Agilent ProPulse delivers increased spectral dispersion and lower detection limits

We can see from the example described in this article, which utilized the Agilent ProPulse system, that real-time pure shift CRISIS-HSQC experiments offer lower detection limits and measurement time, delivering rapid and reliable assignment of crowded spectra.

The Agilent ProPulse NMR System brings the power of NMR to researchers of all types and skill levels. ProPulse delivers the highest quality data and unrivaled simplicity for highly-productive experimental setup, optimization, and data collection.

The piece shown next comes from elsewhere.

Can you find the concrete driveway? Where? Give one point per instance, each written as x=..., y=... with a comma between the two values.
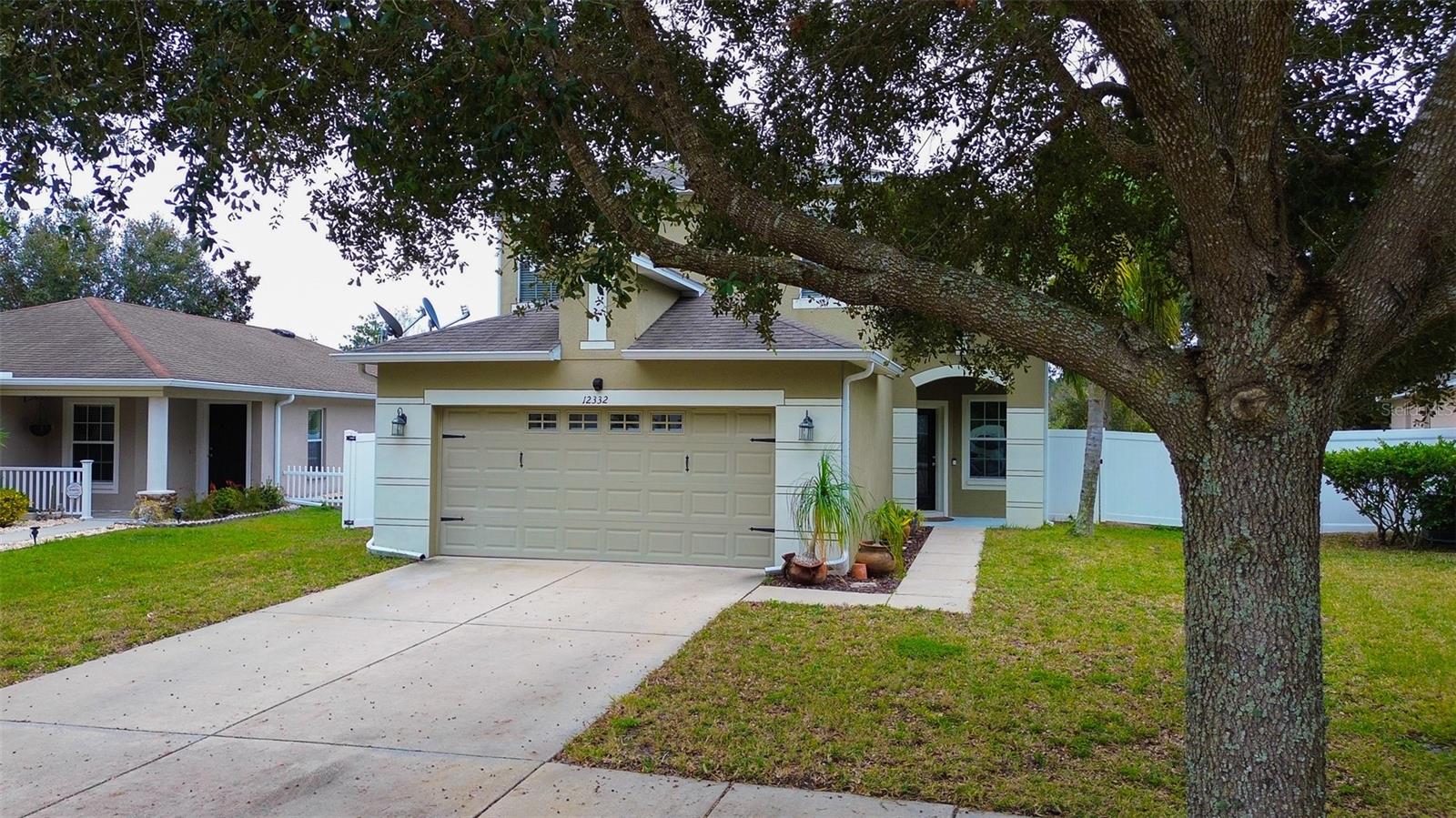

Agilent is committed to improving the entire NMR user experience. Discover the complete line of Agilent NMR solutions  for analyzing both small- and large-molecule compounds in research and industrial applications.

References

  1. Paudel, L., et al., Angew. Chem. Int. Ed., 2013, 52, 11616–11619. (Supported by a UR grant from the Agilent Technologies Foundation.)
  2. Garbow, J.R., Weitecamp, D.P., Pines, A. Chem. Phys. Lett., 1982, 93, 504-509
  3. Boyer, R.D., Johnson, R., and Krishnamurthy, K. JMR, 2003 (165) 53-259

Figure 1.

Sequence scheme of the real-time pure shift CRISIS-gHSQCAD experiment. White and gray bars represent 90 and 180 degree pulses respectively. Broadband 13C decoupling is applied during status C.

Figure 2.

13C-1H real-time pure shift multiplicity edited gHSQCAD correlation map of the four-component mixture.

Figure 3.

Sugar region of the gHSQCAD (left) and real-time pure shift gHSQCAD (right) spectra of the four-component mixture. Encircled cross-peaks originating from a non-equivalent methylene pair show residual 2JHH splitting. At the top, the F1 trace of the corresponding 2D spectra at 68.8 ppm show the simplified multiplet structure and enhanced signal amplitudes.